First, only goods and services produced during a specific year are counted. Second, economists count a product or service only in its final form. Third, GDP includes only goods sold for the first time.

One way in which economists measure GDP is the flow-of-product approach. Using this method, they count all the money spent on goods and services to determine total value.

Spending for products falls into 4 categories. The first, and the largest, consumer spending includes all expenditures of individuals for final goods and services. The second category includes all spending of businesses for new capital goods. The third category includes spending of all levels of government. The fourth category is net exports of goods and services.

Another way of determining GDP is the earnings-and-cost approach. This method accounts for all the money received for the production of goods and services. Included in earnings are such things as business profits, wages and salaries, and taxes the government receives for its services. Also counted are interest on deposits, money received as rent, and any other forms of income.

To help predict expansion or contraction of the economy, government economists identified a number of indicators. They fall into three categories: leading, coincident and lagging. Leading economic indicators rise or fall just before a major change in economic activity. Coincident economic indicators change at about the same time that shifts occur in general economic activity. Lagging economic indicators rise or fall after a change in economic activity.
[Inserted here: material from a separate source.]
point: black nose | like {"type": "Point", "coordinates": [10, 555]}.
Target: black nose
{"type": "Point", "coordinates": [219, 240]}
Following and interpreting all economic indicators is time-consuming. The US Commerce Department lists a composite index, or single number, for each of the three sets of indicators. These composite indexes are an average of all the indicators in each category.

  1. Money. Banking and monetary policy. Money: roles, forms, functions.

In general, money is any item that is widely accepted as payment for products. Its forms and functions are complex. Paper bills and metal coins are only two of the forms money can take. In the past, many things served as money –shells, stones, and tobacco. Precious metals, especially gold and silver, have been a favourite form of money. What is used as money often has little value of its own. Its value comes from the product for which it can be exchanged.

In most modern economies money serves several functions. As a means of exchange money is used to trade for goods and services. Less complex societies often do not use money at all. They simply barter. The more complex a country’s economy is, the harder it is to use a system of trading one good for another. Money is the answer to that problem.

As a store of value people use money to save their wealth for the future. Storing goods is not so easy as storing money. But money can be kept in a bank or a safe or a pocketbook until it is needed.

As a standard of value money is used to compare the worth of one product with that of another. The value of all goods and services the economy produces can be determined by adding up their prices.

Sometimes, time deposits also are considered a form of money. Economists call things used for some, but not all, of the functions of money near money. Credit cards, insurance policies, stocks, and bonds are the examples of near money.

Money is very important in our society. As a store and a standard of value and as a means of exchange, money helps the economy run smoothly. The market system determines how much money everything is worth. People whose jobs are thought to be more important get higher salaries than those whose jobs are considered less important. Thus, people often are judged by how much money they earn.

- In general, money is any item that is widely accepted as payment for products. In other words, what is used as money often has little value of its own. Its value comes from the product for which it can be exchanged.

- Functions of money: a mean of exchange, a store of value, a standard of value.

- Money in the form of paper bills and metal coins is called currency.

- Near money - things used for some, but not all, of the functions of money

- People whose jobs are thought to be more important get higher salaries than those whose jobs are considered less important. Thus, people often are judged by how much money they earn.